Bug#954272: slurmd: SLURM not working with OpenMPI

2020-07-20 Thread Lars Veldscholte

Hi,

I believe I have found a solution.

I must confess that I still don't fully understand the difference 
between the various PMI APIs, and which ones are supported by OpenMPI, 
but I found that the recommended way is to use PMIx.

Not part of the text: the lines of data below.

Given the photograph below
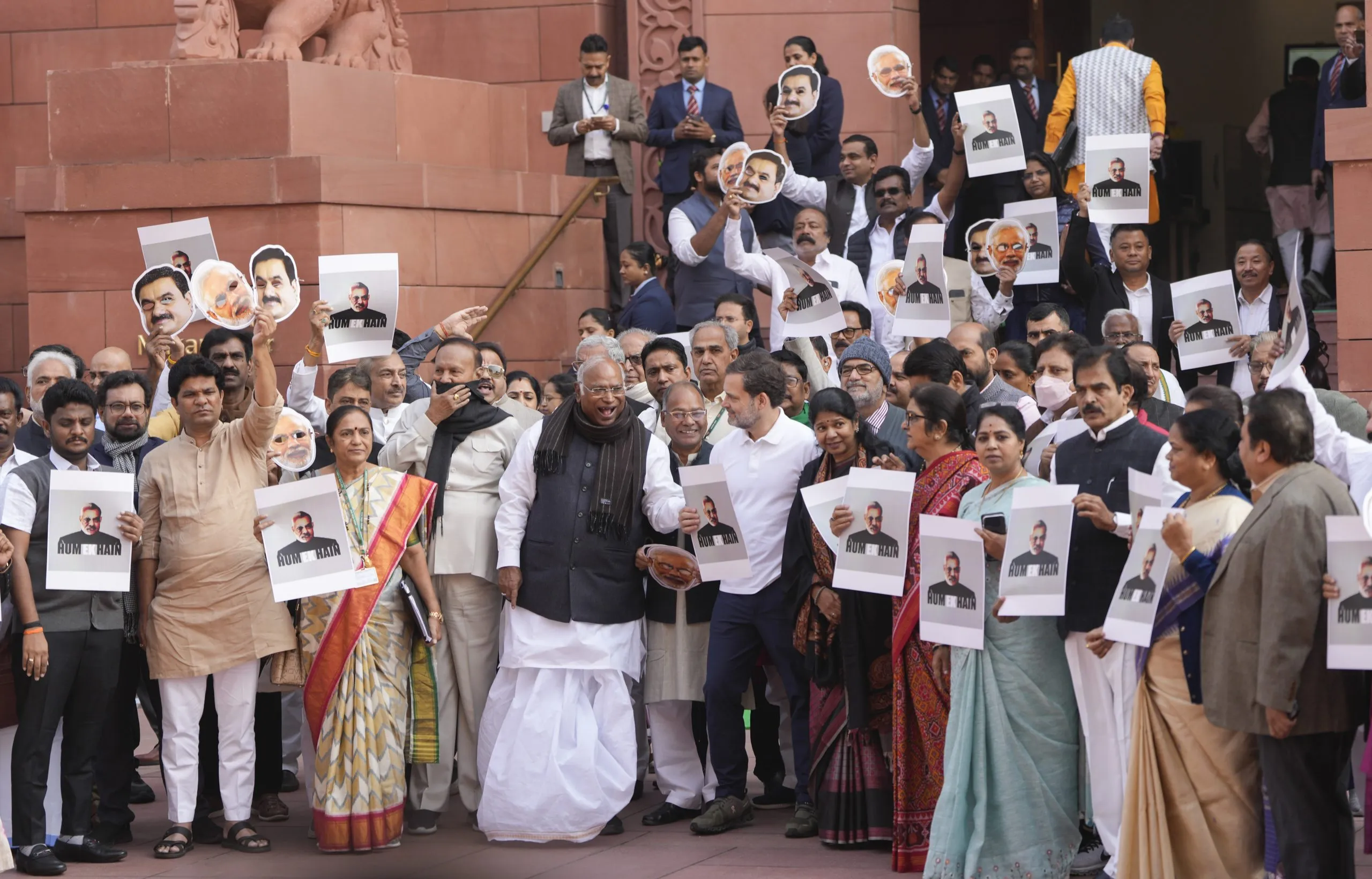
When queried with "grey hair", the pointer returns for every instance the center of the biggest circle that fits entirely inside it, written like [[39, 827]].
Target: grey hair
[[50, 355], [730, 333], [596, 361], [1134, 318], [611, 346]]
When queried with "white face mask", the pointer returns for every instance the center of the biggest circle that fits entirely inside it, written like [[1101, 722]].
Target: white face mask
[[1052, 393]]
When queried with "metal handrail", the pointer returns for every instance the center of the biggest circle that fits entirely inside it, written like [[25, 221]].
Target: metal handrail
[[541, 250]]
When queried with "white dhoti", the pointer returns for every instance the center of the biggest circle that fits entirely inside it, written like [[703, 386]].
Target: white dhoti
[[557, 752]]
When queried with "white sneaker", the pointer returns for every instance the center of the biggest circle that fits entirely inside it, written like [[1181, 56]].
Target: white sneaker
[[1090, 860]]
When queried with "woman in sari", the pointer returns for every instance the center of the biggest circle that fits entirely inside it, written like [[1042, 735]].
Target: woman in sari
[[1009, 803], [846, 638], [369, 698], [936, 423], [1192, 800]]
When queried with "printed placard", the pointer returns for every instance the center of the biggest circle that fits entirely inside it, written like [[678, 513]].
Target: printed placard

However, PMIx was not working on my system even though libpmix2 is 
installed:


# srun --mpi pmix ./a.out

srun: error: (null) [0] /mpi_pmix.c:133 [init] mpi/pmix: ERROR: 
pmi/pmix: can not load PMIx library


srun: error: Couldn't load specified plugin name for mpi/pmix: Plugin 
init() callback failed


srun: error: cannot create mpi context for mpi/pmix

srun: error: invalid MPI type 'pmix', --mpi=list for acceptable types

Running `strace srun --mpi=pmix ./a.out` revealed that SLURM is looking 
for the pmix library at `/usr/lib/x86_64-linux-gnu/pmix/lib/libpmix.so`, 
which does not exist, only `libpmix.so.2` exists.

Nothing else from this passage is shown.